Causal Inference for time-to-event data

Truncation by death and the survival-incorporated median: What are we measuring? And why?
Judith J. Lok1, Qingyan Xiang2, Ronald J. Bosch3
1Department of Mathematics and Statistics, Boston University, United States of America; 2Department of Biostatistics, Boston University, United States of America; 3Center for Biostatistics in AIDS Research, Harvard University, United States of America

One could argue that if a person dies, their subsequent health outcomes are missing. On the other hand, one could argue that if a person dies, their health outcomes are completely obvious. This talk considers the second point of view, and advocates to not always see death as a mechanism through which health outcomes are missing, but rather as part of the outcome measure. This is especially useful when some people’s lives may be saved by a treatment we wish to study. We will show that both the median health score in those alive and the median health score in the always-survivors can lead one to believe that there is a trade-off between survival and good health scores, even in cases where in clinical practice both the probability of survival and the probability of a good health score are better for one treatment arm. To overcome this issue, we propose the survival-incorporated median as an alternative summary measure of health outcomes in the presence of death. It is the outcome value such that 50% of the population is alive with an outcome above that value. The survival-incorporated median can be interpreted as what happens to the “average” person. The survival-incorporated median is particularly relevant in settings with non-negligible mortality. We will illustrate our approach by estimating the effect of statins on neurocognitive function.

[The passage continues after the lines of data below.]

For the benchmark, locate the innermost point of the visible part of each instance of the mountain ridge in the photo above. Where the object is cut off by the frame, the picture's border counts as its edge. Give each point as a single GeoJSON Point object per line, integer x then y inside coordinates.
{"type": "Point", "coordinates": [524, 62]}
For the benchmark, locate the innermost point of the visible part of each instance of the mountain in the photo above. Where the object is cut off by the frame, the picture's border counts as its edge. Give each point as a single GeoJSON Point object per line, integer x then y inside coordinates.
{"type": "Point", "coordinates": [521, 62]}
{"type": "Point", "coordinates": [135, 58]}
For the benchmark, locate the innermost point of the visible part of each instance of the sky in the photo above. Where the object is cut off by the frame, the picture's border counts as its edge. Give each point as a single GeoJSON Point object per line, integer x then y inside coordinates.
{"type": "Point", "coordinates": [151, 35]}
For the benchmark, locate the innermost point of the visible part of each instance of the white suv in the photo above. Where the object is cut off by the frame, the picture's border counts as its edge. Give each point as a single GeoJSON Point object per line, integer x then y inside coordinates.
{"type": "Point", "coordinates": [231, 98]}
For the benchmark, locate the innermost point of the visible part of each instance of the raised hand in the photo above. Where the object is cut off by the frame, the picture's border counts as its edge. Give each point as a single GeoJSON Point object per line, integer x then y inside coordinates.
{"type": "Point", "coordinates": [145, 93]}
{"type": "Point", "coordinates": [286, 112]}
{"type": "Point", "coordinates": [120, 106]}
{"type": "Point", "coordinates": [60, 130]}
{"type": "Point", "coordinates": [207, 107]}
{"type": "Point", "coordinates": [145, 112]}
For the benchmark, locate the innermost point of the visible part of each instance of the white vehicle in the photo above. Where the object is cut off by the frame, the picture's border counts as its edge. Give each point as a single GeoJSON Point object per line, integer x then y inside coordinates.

Multi-state modeling and causal censoring of treatment discontinuations in randomized clinical trials
Alexandra Nießl1, Jan Beyersmann1, Anja Loos2
1University of Ulm, Germany; 2Global Biostatistics, Merck KGaA, Darmstadt, Germany

The current COVID-19 pandemic and subsequent restrictions have various consequences on planned and ongoing clinical trials. Its effects on the conduct of a clinical trial create several challenges in analyzing and interpreting study data. In particular, a substantial amount of COVID-19-related treatment interruptions will affect the ability of the study to show the primary objective of the trial.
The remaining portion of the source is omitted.